I've read a file in pyspark, downloaded from s3 bucket which is batched by the kinesis firehose delivery stream, to analyse the data in pyspark application and again upload the processed the file in new aws s3 bucket.
I've written code to read the file from local machine which I've downloaded from s3 bucket.

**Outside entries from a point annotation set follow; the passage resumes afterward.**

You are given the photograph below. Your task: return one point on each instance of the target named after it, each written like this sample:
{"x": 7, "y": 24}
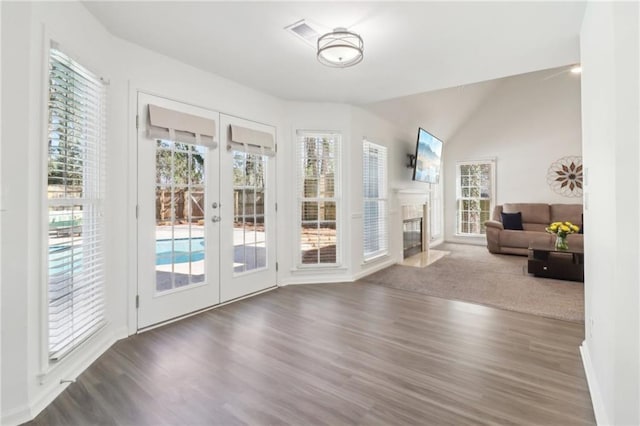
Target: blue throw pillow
{"x": 512, "y": 221}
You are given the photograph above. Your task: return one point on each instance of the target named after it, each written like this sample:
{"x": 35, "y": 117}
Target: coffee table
{"x": 547, "y": 262}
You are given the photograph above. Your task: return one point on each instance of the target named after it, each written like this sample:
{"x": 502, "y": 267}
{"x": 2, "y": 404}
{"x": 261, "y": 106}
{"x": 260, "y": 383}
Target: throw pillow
{"x": 512, "y": 221}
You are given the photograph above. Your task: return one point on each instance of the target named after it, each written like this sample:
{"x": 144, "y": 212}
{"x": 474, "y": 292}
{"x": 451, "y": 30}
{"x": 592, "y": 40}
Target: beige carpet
{"x": 472, "y": 274}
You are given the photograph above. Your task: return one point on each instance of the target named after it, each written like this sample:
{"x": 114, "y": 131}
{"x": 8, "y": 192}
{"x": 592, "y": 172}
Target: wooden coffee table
{"x": 547, "y": 262}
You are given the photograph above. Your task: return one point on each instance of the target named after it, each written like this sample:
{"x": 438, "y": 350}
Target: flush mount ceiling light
{"x": 340, "y": 48}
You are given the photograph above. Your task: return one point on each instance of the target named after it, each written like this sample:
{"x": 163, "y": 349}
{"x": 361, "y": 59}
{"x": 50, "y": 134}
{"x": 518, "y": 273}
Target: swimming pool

I want to convert the timestamp in the json payload to this format :-
dd-MM-yyyy HH:mm:ss
Here is my code:-
import pyspark
from pyspark.sql import SparkSession
from pyspark.sql import functions as f
from pyspark.sql import types as t
spark = SparkSession.builder.appName('demo').getOrCreate()
d = spark.read.json('firehose-ds-iot-data-to-s3-1-2023-01-10-14-31-00-f23001c7-7759-38ca-9f14-4682cc39ae89')
d.show()
d.withColumn('ts',f.date_format(d.ts.cast(dataType=t.TimestampType()),"yyyy-MM-dd HH:mm:ss"))
d.select('ts').show(truncate=False)
Here is my dataset:-
+-------------+------------+-----------+-----------+---------+-----------+-------------+
|Active-Import|Active-Power|Pyranometer|Temperature|Voltage-1|device_name| ts|
+-------------+------------+-----------+-----------+---------+-----------+-------------+
| 2.57| 0| 0| 25.3| 239.65| inHand-RTU|1673361060486|
| 2.57| 0| 0| 25.3| 239.44| inHand-RTU|1673361075375|
| 2.57| 0| 0| 25.3| 239.44| inHand-RTU|1673361090384|
| 2.57| 0| 0| 25.3| 239.44| inHand-RTU|1673361105397|
| 2.57| 0| 0| 25.3| 239.44| inHand-RTU|1673361120532|
| 2.57| 0| 0| 25.3| 239.43| inHand-RTU|1673361135503|
| 2.57| 0| 0| 25.3| 239.43| inHand-RTU|1673361150520|
| 2.57| 0| 0| 25.3| 239.27| inHand-RTU|1673361165428|
| 2.57| 0| 0| 25.3| 236.14| inHand-RTU|1673361180435|
| 2.57| 0| 0| 25.3| 236.14| inHand-RTU|1673361195440|
| 2.57| 0| 0| 25.3| 236.03| inHand-RTU|1673361210450|
| 2.57| 0| 0| 25.3| 236.03| inHand-RTU|1673361225498|
| 2.57| 0| 0| 25.3| 236.08| inHand-RTU|1673361240595|
| 2.57| 0| 0| 25.3| 236.08| inHand-RTU|1673361255512|
| 2.57| 0| 0| 25.3| 236.09| inHand-RTU|1673361270490|
| 2.57| 0| 0| 25.3| 235.96| inHand-RTU|1673361285544|
| 2.57| 0| 0| 25.3| 235.96| inHand-RTU|1673361300800|
| 2.57| 0| 0| 25.3| 235.94| inHand-RTU|1673361315630|
| 2.57| 0| 0| 25.3| 235.94| inHand-RTU|1673361330528|
| 2.57| 0| 0| 25.3| 235.75| inHand-RTU|1673361345566|
+-------------+------------+-----------+-----------+---------+-----------+-------------+
only showing top 20 rows
After writing trying the code to convert the epoch timestamp into the "dd-mm-yyyy hh:mm:ss" format here is my output:-
+---------------------+
|ts |
+---------------------+
|+54996-09-13 00:00:00|
|+54996-09-13 00:00:00|
|+54996-09-13 00:00:00|
|+54996-09-13 00:00:00|
|+54996-09-13 00:00:00|
|+54996-09-13 00:00:00|
|+54996-09-14 00:00:00|
|+54996-09-14 00:00:00|
|+54996-09-14 00:00:00|
|+54996-09-14 00:00:00|
|+54996-09-14 00:00:00|
|+54996-09-15 00:00:00|
|+54996-09-15 00:00:00|
|+54996-09-15 00:00:00|
|+54996-09-15 00:00:00|
|+54996-09-15 00:00:00|
|+54996-09-15 00:00:00|
|+54996-09-16 00:00:00|
|+54996-09-16 00:00:00|
|+54996-09-16 00:00:00|
+---------------------+
only showing top 20 rows
Any help for the issue will be highly appreciated.